But herein' lies the next problem: Americans concerned for their health think in terms of 'self-reliance.' Whenever possible, we think on a cultural level about taking care of ourselves as individuals, not taking care of the collective. This is not a character flaw, per se, but it is an obstacle in the movement to build the kind of health care theory, model, and functioning system that can sustain this nation for the next 100 years.
The challenge of creating a new healthcare system, in other words, is a social, political and cultural problem. That problem interests me.
Civic Education, Making Better Citizens
The past 7 years of Bush authoritarian radicalism has made many Americans realize that there is a crisis of citizenship in this country. At first, Americans saw that the dynamic of our politics was irrational. Slowly, however, more and more people are realizing that the problem in our system is the result of multiple generations of Americans who have not been equipped with the minimum tools of citizenship by a universal system of education.
As a result, we are living in a civic era tossed about on a sea of uncertainty as a result of multiple, competing sources of 'civic' education--many of which are inconsistent with, if not outright hostile to, the American idea of democracy.
Our Democratic cannot endure forever unless we rebuild the system of education that replenishes our country regularly with minimally equipped citizens--individuals conversant in the basic skills and concepts necessary to maintain a deliberative democratic system.

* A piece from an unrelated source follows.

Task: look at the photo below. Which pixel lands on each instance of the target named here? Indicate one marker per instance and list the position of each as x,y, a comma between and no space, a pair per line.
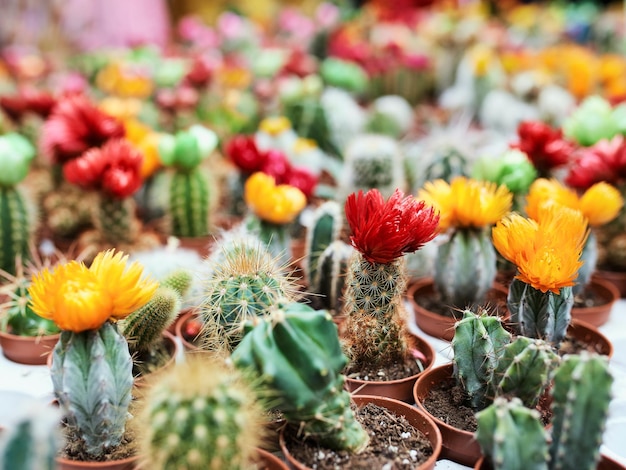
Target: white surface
35,382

And herein lies the problem: our ability to revive our educational system is blocked by a widespread cynicism from all sides of the political spectrum. While there the modest effort to revive education comes from the Left, the forces that block that effort come from both the radical conservatism of the Right and the decadence of the Left.
Overcoming that inertia is the most monumental problem of movement building this country has ever faced. That is a problem that interests me.
Environment, Health, Education
Each of these three areas has something common in terms of the direction Frameshop will take: they are steps towards deeper connection to movement, and steps away from elections.
That is a difficult challenge because the netroots, by and large, is centered on elections not movement building. The choice to move towards a topic that is less election-centered and more issue oriented carries social, political, professional and--yes--personal risk.
To be blunt, if I start writing about the environment on DailyKos--precious few people will care in contrast to the number of readers who care if I write about how the media unfairly maligns Barack Obama. I understand that passions peak in elections, more than in issue-oriented movement politics. But the frustration is still there.
The netroots as it currently exists, therefore, does not have the structure, leadership, or membership to sustain any of the projects I am considering. And so the move to one of these projects requires that I either become an organizer (not my strength) or that I find a new community that does have those structures in place (e.g., the environmental movement, the healthcare movement, the education movement).
The later seems logical, but it is not an easy choice to make and I have been hedging--circling around the obvious for some time.
I have no decision in hand. When I write that I am considering these three directions, I mean it sincerely. And these three directions are completely separate from the work I will continue to pursue until November (e.g., pushing back against violent rhetoric, analyzing campaign framing, and persuasion with key swing voter blocks).